Roger Mortimer is known for a kind of painting that exudes through its meticulous finish a link to Medieval and Renaissance craft and early illuminated books. His carefully rendered jewel-like images with their precisely placed linear motifs are not of our time, but of the sixteenth century or much earlier - even though they often reference the digital era, various contemporary subcultures, and publications like seventies record sleaves or Gothic fantasy comics. He enjoys creating an odd hybridity, blending a shallow space that links preGutenberg technology with today’s computers and satellites.
Maps, with their wobbly coastlines that Mortimer seems to enjoy creating wormcast riffs from, and the glassy sea, dominate this show: an allegorical scrambling of time and geography that pushes at the limits of the human imagination. He is the visual equivalent of a writer like Umberto Eco, an odd version of eighties pomo with its dense layering of colliding or intertwined worlds and systems.
The main visual structure that he uses in this show is that of the Portolan chart, an early variety of map developed from the twelfth century on, when sea atlases were just beginning. These were based on wind direction and used crisscrossing navigation lines for shipping routes, accompanied by verbal details written in spidery fashion along each line, and imaginatively created creatures lurking within the mountainous landforms or the depths of the sea.
Mortimer’s physical blending of Aotearoa (mainly its most western aspect, Taranaki) with what seems to be Europe is undoubtedly intriguing, but the love of history that he shows isn’t the post-colonial critique of imperialist domination or will for knowledge and power that you might expect. These fanciful cartographic images are not limited to European or Pacific environs, for there are also Asian pictographs hovering nearby, flapping batwinged monsters too, and odd digressive texts all spread across the picture plane. I suspect Mortimer simply likes drawing and assembling images; letting his mind drift to create unusual nonhistoric juxtapositions.
Not only is the work oddly surreal, varied in references and humorously startling but it is also very physical. The delicate colour glows as if the liquid translucent hues have been applied to metallic sheets. The varnish covered painted surface has a highly reflective gloss which brings a delicate but gorgeously diffuse golden quality to the light. THis makes the image slightly immaterial or ethereal. There is a beautiful flimsiness here, an appealing lack of substance - a vague hint that all this is illusory.
In fact while these works revel in fragmented mythic narratives from different periods referenced simultaneously, or take the present from this place to extrapolate and reinvent a wildly imaginative new past, I find the shiny surface and nuanced haze so sufficiently compelling that the paintings almost become ‘abstract’ - quirky cousins of say, the brightly saturated yacht resin works of Leigh Martin. They become radiant objects that exude a sort of misty field, rather than be just vehicles for telling dreamy stories.
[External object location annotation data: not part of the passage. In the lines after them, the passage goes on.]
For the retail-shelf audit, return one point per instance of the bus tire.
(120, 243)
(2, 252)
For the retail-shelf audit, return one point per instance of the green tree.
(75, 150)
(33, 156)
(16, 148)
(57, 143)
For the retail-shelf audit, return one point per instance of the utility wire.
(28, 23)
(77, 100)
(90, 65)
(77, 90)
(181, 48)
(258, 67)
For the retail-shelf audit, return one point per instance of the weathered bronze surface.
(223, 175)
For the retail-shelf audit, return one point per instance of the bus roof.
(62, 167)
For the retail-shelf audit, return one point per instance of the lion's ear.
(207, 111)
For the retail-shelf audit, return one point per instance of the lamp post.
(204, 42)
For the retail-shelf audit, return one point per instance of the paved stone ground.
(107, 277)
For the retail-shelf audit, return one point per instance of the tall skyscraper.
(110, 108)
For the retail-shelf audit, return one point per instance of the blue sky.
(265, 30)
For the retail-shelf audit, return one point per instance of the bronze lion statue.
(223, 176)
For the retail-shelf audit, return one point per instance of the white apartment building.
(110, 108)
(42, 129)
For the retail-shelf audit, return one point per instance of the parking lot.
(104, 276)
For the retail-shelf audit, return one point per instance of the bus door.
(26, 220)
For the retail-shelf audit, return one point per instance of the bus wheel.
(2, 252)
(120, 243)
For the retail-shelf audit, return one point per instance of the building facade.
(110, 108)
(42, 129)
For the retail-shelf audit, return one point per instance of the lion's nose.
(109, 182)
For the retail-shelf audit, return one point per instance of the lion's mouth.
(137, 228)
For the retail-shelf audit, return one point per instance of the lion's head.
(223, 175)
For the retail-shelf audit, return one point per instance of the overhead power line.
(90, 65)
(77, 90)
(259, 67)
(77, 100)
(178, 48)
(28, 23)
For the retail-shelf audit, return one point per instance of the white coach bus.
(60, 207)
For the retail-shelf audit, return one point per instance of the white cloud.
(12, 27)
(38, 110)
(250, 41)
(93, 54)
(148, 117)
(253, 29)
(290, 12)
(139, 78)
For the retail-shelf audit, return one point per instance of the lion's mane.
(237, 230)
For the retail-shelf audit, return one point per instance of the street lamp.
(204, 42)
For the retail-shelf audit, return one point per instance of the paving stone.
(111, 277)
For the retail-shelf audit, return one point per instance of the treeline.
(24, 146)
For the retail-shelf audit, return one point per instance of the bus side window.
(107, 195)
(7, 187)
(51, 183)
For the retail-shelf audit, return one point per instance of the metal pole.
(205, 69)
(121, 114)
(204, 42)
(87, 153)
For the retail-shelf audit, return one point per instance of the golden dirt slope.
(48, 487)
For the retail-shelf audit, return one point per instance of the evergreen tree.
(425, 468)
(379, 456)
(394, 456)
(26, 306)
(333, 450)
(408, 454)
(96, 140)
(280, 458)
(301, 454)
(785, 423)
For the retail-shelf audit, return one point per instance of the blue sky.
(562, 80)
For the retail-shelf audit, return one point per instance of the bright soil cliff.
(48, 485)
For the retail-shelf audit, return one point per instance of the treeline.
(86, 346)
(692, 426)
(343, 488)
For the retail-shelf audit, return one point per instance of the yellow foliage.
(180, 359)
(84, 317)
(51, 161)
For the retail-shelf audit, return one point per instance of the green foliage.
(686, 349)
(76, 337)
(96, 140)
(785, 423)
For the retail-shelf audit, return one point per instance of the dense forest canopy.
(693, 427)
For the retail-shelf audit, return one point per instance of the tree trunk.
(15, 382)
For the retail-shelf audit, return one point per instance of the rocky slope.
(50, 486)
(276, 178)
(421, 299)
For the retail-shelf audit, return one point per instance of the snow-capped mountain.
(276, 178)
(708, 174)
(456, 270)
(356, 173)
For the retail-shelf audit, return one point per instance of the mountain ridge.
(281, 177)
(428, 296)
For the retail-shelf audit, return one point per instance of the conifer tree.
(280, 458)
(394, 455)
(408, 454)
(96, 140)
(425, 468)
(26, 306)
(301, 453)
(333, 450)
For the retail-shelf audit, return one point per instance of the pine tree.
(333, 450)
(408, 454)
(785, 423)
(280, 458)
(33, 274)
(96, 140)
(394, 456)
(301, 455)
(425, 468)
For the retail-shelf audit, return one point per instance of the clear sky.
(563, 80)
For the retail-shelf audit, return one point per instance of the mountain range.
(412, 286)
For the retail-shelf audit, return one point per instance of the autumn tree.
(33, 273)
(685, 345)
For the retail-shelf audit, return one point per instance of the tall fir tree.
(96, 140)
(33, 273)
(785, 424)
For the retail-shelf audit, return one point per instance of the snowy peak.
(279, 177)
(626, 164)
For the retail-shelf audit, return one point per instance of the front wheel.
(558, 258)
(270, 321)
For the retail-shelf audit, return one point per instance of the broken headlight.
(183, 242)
That physicality even extends to odd details like the properties of coastlines - one formal aspect that I find constantly adorable about maps: the unpredictably twitchy undulations of certain cartographic shorelines that my eye can track and which affects me profoundly like a shrill and squeaking bebop solo.
Though overtly alluding to the past these works are firmly locked in the present as experiences within the gallery space. The pleasure they provide is a traditional craft one - like that of an exhibition of glazed ceramics. Their difference though is in the sense that the logic of their skilful and seductive construction seems to be displayed alongside a celebration of ‘History is Bunk’ - a denial, an embraced illogicality, a thwarting of consistent meaning.